SNOO Smart Sleeper, Flare Calmer, and Ultion SMART Lock
SNOO Smart Sleeper
Babies are fickle little creatures; one minute they’re all snoozy woozy curled up in bed, and the next they’re bawling little demons for no apparent reason. There is no more entertaining time of day for parents to engage in this little pastime than in the middle of the night, so anything that can claw back a few moments of sleep before the next round of stinky nappies and thrown-up milk is appreciated.
The SNOO smart bassinet claims to put your baby to sleep in 30 seconds with a combination of white noise and adaptive rocking that becomes more vigorous as the baby cries. Giving it a try with number two didn’t go as planned.
The baby must be wrapped in a special swaddle that clips to the bassinet to keep them from rolling around as it rocks back and forth for the SNOO to work. The baby objected to being swaddled. We did eventually get him in, and once the SNOO kicked in, he seemed pretty content with the situation, but the little fella never really had any issues sleeping in the first place.
Unsurprisingly, with celebrities such as Beyoncé, Mila Kunis, and Natalie Portman endorsing it, this is a full-on luxury parenting product, and having looked over a number of cribs in my time, it is easily one of the best looking, but can you really afford to spend the best part of £1,000 at this point in your life? That depends on how much you’re willing to pay for sleep. If the SNOO works for you, it will be worth its weight in gold, but if it doesn’t, there is a 30-day no-questions-asked refund.
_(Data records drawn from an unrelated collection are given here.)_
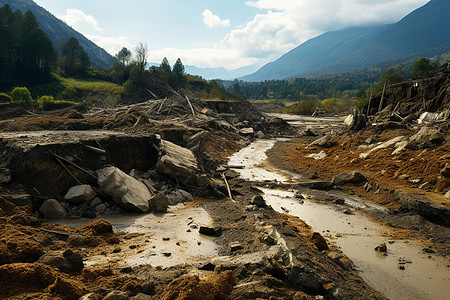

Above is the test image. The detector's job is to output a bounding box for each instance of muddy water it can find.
[229,140,450,300]
[50,204,218,268]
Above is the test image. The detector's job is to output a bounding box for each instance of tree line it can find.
[0,4,92,89]
[225,77,374,101]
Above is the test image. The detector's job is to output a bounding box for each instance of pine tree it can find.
[169,58,186,89]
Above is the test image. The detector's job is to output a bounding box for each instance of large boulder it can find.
[440,163,450,178]
[97,166,152,212]
[150,192,169,212]
[331,172,367,185]
[306,135,335,149]
[39,199,67,219]
[156,140,198,184]
[406,127,444,149]
[0,167,11,183]
[64,184,95,205]
[166,189,194,205]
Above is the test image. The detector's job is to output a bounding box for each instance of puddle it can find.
[229,140,450,300]
[228,139,297,182]
[47,204,218,267]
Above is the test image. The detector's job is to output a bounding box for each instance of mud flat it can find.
[48,204,218,268]
[229,140,450,299]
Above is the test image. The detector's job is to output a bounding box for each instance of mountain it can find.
[0,0,114,69]
[185,65,258,80]
[240,0,450,81]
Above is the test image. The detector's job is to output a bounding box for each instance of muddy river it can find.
[229,140,450,300]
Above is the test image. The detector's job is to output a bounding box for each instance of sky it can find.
[34,0,429,70]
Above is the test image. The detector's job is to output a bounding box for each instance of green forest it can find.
[221,58,438,114]
[0,5,437,114]
[0,5,236,110]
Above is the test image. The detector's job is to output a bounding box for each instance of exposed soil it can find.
[0,81,450,300]
[267,122,450,256]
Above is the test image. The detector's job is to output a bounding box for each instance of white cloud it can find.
[149,0,428,69]
[216,0,428,58]
[149,48,258,70]
[86,34,132,55]
[59,8,103,31]
[202,9,230,28]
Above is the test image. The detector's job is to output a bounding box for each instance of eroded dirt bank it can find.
[0,98,383,299]
[267,115,450,257]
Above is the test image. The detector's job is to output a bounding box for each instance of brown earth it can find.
[267,124,450,256]
[0,99,383,300]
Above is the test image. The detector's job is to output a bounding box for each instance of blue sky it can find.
[34,0,428,70]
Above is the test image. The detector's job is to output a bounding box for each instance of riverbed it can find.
[229,140,450,300]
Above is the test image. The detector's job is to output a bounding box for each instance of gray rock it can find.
[103,291,130,300]
[150,192,169,212]
[166,189,194,205]
[89,197,103,207]
[296,181,333,190]
[375,243,387,252]
[331,172,367,185]
[306,135,334,149]
[441,163,450,178]
[39,199,67,219]
[97,167,152,212]
[251,195,266,207]
[95,203,107,215]
[288,264,326,294]
[64,184,95,205]
[37,252,73,273]
[397,192,450,227]
[10,194,33,206]
[0,167,11,183]
[78,293,100,300]
[239,127,255,136]
[156,140,199,184]
[131,293,153,300]
[445,190,450,198]
[199,226,222,237]
[255,131,266,139]
[406,127,444,149]
[211,245,286,269]
[230,242,244,251]
[301,128,319,136]
[364,137,377,145]
[359,136,406,159]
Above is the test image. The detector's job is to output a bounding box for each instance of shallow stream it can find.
[229,140,450,300]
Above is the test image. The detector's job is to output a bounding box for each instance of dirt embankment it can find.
[268,123,450,256]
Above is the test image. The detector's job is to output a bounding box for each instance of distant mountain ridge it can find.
[240,0,450,81]
[185,65,258,80]
[0,0,114,69]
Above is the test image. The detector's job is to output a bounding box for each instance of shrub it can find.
[38,96,78,111]
[38,96,54,110]
[0,93,12,103]
[11,87,33,106]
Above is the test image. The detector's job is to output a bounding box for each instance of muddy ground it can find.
[267,119,450,257]
[0,98,383,299]
[0,88,450,300]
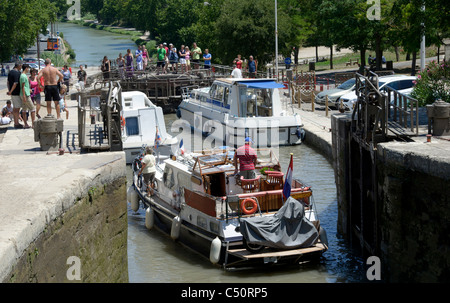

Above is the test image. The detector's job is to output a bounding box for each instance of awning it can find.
[239,81,284,88]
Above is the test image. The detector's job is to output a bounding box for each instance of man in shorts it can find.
[19,63,36,128]
[138,146,156,196]
[6,63,23,128]
[156,44,167,75]
[38,59,64,119]
[191,42,202,69]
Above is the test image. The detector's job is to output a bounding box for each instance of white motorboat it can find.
[127,148,328,269]
[177,78,304,147]
[121,91,177,164]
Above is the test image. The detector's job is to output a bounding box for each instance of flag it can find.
[155,127,161,149]
[283,154,294,200]
[180,139,185,155]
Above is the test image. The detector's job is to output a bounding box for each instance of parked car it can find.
[315,78,356,106]
[340,75,417,110]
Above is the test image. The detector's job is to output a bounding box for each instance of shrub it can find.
[411,61,450,106]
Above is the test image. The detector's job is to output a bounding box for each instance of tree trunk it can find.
[316,45,319,63]
[330,45,333,69]
[411,52,417,76]
[359,48,366,73]
[375,35,383,70]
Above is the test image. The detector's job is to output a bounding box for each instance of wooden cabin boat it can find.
[127,148,328,269]
[177,78,304,147]
[121,91,177,164]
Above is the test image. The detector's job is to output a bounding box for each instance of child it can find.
[59,84,69,119]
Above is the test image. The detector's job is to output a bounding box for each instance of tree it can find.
[0,0,56,60]
[212,0,291,64]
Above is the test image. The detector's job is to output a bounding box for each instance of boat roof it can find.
[214,78,284,88]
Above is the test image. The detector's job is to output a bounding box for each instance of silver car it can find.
[315,78,356,106]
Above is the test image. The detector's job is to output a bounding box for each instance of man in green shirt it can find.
[156,43,167,75]
[191,42,202,69]
[19,64,36,128]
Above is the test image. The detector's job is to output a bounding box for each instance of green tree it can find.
[211,0,291,64]
[0,0,56,60]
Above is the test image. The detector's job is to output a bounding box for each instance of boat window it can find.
[209,222,219,234]
[209,84,217,98]
[125,117,139,136]
[177,171,192,189]
[197,216,208,229]
[211,85,225,102]
[239,87,273,117]
[163,166,175,189]
[223,87,230,106]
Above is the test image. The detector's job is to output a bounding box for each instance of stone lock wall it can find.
[4,177,128,283]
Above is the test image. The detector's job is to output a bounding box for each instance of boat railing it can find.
[181,85,199,100]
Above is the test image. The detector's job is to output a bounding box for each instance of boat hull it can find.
[178,104,304,147]
[133,185,327,269]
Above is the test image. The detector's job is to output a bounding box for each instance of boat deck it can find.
[224,240,328,268]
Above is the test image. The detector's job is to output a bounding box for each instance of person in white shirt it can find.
[138,146,156,196]
[231,67,242,78]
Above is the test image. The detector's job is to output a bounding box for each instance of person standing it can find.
[156,44,167,75]
[116,53,125,79]
[138,146,156,196]
[233,55,242,69]
[62,65,72,94]
[178,45,187,73]
[247,55,258,78]
[101,56,111,79]
[38,58,63,118]
[134,45,143,71]
[20,63,36,128]
[28,68,41,119]
[203,48,212,76]
[142,45,149,71]
[233,137,257,179]
[76,65,87,90]
[125,49,133,78]
[191,42,202,69]
[6,63,23,128]
[169,43,178,74]
[184,46,191,74]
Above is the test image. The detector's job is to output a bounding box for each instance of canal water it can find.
[59,23,367,283]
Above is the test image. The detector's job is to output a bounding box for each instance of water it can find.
[58,23,367,283]
[57,23,137,67]
[127,114,365,283]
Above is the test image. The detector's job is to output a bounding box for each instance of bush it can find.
[411,61,450,106]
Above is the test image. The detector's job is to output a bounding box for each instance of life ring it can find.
[241,198,258,215]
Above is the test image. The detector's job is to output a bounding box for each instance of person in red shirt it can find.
[233,137,257,179]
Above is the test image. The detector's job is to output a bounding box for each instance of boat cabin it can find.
[191,78,283,118]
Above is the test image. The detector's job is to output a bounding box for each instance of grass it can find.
[299,47,437,73]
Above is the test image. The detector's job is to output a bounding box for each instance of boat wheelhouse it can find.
[177,78,304,147]
[128,148,328,269]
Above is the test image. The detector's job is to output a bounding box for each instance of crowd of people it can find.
[100,42,258,80]
[1,59,87,129]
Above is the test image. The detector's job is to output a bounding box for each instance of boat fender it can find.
[319,226,328,249]
[241,198,258,215]
[209,237,222,264]
[170,216,181,240]
[130,186,139,212]
[145,207,155,230]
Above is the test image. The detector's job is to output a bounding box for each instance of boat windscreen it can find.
[239,81,284,88]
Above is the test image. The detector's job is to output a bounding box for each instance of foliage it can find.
[0,0,56,60]
[411,61,450,106]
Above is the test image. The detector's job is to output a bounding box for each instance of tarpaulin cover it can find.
[240,197,319,249]
[239,81,284,88]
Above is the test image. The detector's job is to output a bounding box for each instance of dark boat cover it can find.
[240,197,319,249]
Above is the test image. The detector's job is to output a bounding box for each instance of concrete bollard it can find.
[34,115,64,151]
[427,100,450,136]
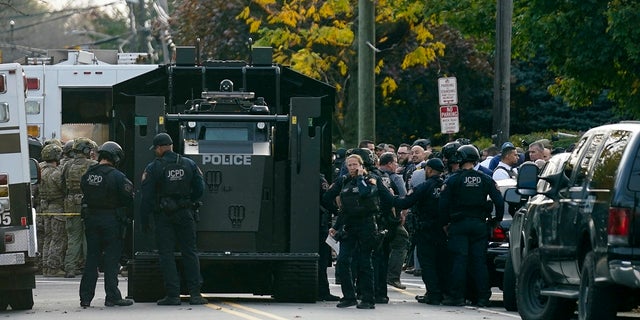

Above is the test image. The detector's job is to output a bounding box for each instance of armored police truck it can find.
[113,47,335,302]
[0,63,38,311]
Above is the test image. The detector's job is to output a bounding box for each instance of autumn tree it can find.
[239,0,444,142]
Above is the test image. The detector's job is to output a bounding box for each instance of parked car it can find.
[505,122,640,320]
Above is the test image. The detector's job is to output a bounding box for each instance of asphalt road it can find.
[0,269,635,320]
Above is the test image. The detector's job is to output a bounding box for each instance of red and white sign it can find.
[440,106,460,134]
[438,77,458,106]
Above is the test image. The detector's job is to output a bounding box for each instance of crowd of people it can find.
[35,133,551,309]
[34,133,208,308]
[322,139,551,309]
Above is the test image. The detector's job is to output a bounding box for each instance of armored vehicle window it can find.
[204,128,249,141]
[629,142,640,191]
[590,131,631,190]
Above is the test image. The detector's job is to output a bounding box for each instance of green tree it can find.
[514,0,640,116]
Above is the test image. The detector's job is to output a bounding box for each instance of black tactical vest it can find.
[340,178,380,217]
[80,165,121,209]
[158,155,193,198]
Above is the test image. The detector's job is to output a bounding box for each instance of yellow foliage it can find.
[413,24,433,44]
[380,77,398,98]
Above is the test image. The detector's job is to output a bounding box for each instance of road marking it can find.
[205,301,289,320]
[205,302,262,320]
[225,302,289,320]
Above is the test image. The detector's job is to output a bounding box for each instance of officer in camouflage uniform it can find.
[38,144,67,277]
[62,138,97,278]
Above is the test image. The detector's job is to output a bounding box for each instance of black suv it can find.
[505,122,640,320]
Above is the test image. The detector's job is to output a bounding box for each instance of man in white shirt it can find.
[492,142,519,181]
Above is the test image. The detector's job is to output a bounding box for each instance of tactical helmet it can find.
[62,140,73,157]
[42,139,62,148]
[458,144,480,163]
[73,137,96,156]
[442,141,462,163]
[40,143,62,161]
[411,139,431,150]
[347,148,376,168]
[98,141,124,164]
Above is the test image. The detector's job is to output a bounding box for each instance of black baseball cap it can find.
[149,132,173,150]
[426,158,444,172]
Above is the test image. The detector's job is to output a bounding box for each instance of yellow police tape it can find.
[36,212,80,217]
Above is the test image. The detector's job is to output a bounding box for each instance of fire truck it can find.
[111,47,335,302]
[0,63,39,311]
[22,50,158,144]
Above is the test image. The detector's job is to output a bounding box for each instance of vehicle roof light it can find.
[27,125,40,138]
[27,78,40,90]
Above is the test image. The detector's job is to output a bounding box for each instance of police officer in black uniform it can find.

What are the most vexing sounds you can imagine? A chalkboard scratched by nails? Car security systems? It’s possible that our ears have evolved over thousands of years to find these sounds particularly unpleasant in order to serve as a warning that danger is on the way.
That was great for our ancient ancestors, keeping an eye out for prowling saber-tooth tigers, but it’s just plain annoying for us modern humans. According to Flare Audio, the shape of the eardrum itself acts as a bell, adding 20db of distortion-causing resonance.
Because this irritating distortion can have an impact on our mental and physical well-being, the Flare Calmer earplugs change the shape of the eardrum to cut out the particularly annoying distorted frequencies between 2,000 and 8,000 Hz. They claim that by doing so, they can reduce ear fatigue, noise-induced headaches, and overall stress levels.
So, how does it work? It’s difficult to say how much earplugs can reduce your overall stress in the midst of a global pandemic, street protests, and the ever-present threat of a toddler walking into your Zoom meetings, but after using them almost constantly for a few weeks now, there are definitely benefits to having them in.
For starters, the very worst day-to-day frequencies are reduced, which has the unintended consequence of making them less annoying. The same can be said when you have them underneath headphones, and while they change the sounds slightly, it warms up the music and reduces the intensity.
Another unanticipated side effect reported by other users, but which I cannot confirm, is that it reduces the constant ringing experienced by those suffering from tinnitus.
Ultion SMART Lock
Do you have a house full of cool gadgets? That’s great, but how secure is it, particularly the door? With that in mind, the entrance to your veritable Aladdin’s Cave of goodies should be not only secure but also intelligent.
If you’re interested in ‘lock stats,’ the Ultion SMART lock has an 11-pin internal system and a potential 294,970 key combinations, as well as a lockdown mode if it’s attacked. Ultion has offered a £1,000 guarantee to non-lock enthusiasts, indicating that they are confident in its security credentials.
If turning a key is too difficult, the motorized lock will turn with a gentle tap, and for the truly lazy, you can ask Apple or Amazon’s voice assistants Siri and Alexa to do it for you, hands-free. Similarly, it can use GPS and Bluetooth to automatically lock or unlock when a trusted person is nearby.
The entire system is battery-powered (and should last well over a year) and requires no cables or drill to install, only a screwdriver. Furthermore, as far as door locks go, it looks rather appealing.